La voie Qadiriya Boudchichiya s’inscrit dans le patrimoine spirituel de l’islam et puise son enseignement d’une lignée de maîtres qui, depuis près d’un millénaire, ont guidé un nombre incalculable d’hommes et de femmes en quête de l’essentiel. Nous revenons sur l’itinéraire de huit parmi eux dont l’influence s’est avérée particulièrement marquante.

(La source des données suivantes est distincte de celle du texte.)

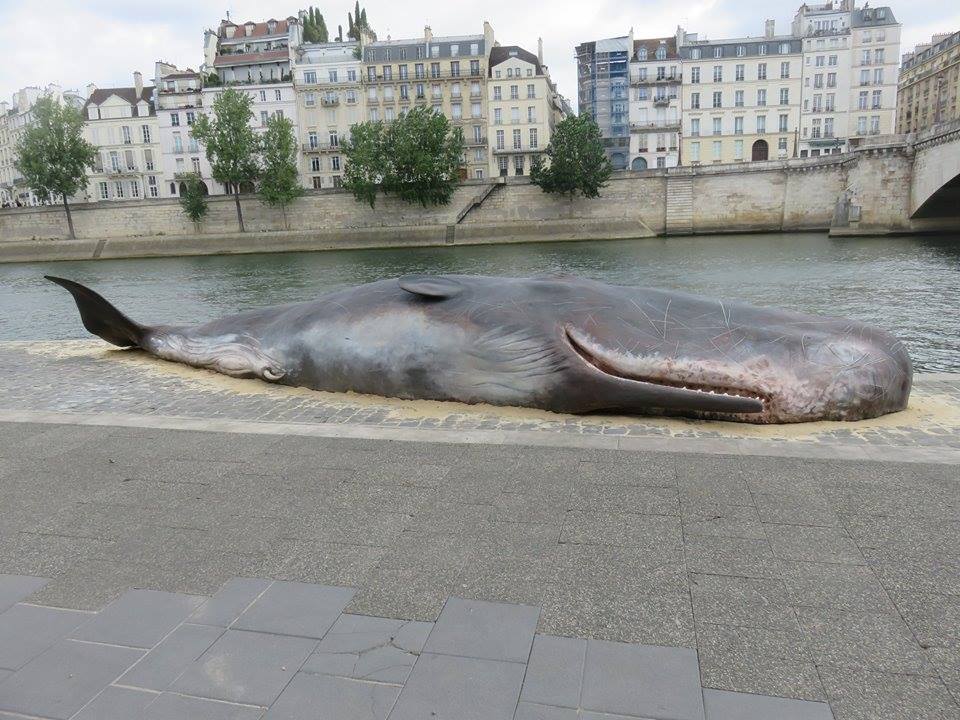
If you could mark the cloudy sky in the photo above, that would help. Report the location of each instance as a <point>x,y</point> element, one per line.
<point>75,42</point>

‘Abd al-Qâdir al-Jilani naquit en 1077 au nord de l’Iran actuel, dans la région du Jilan qui borde la mer Caspienne. Il était issu d’une famille descendante du Prophète Muhammad par l’intermédiaire à la fois de Hassan et de Hussein, les deux fils de ‘Ali et de Fâtima. Les légendes rapportent qu’il sortit du ventre de sa mère au cours d’une journée du mois de Ramadan et qu’il refusa de prendre le sein avant le coucher du soleil. Durant son enfance, plusieurs signes attestèrent que le jeune ‘Abd al-Qâdir était promis à une grande élévation spirituelle. Il était doté de visions spirituelles hors du commun qui lui firent prendre conscience qu’il n’était pas destiné à rester auprès de ses parents sur sa terre natale.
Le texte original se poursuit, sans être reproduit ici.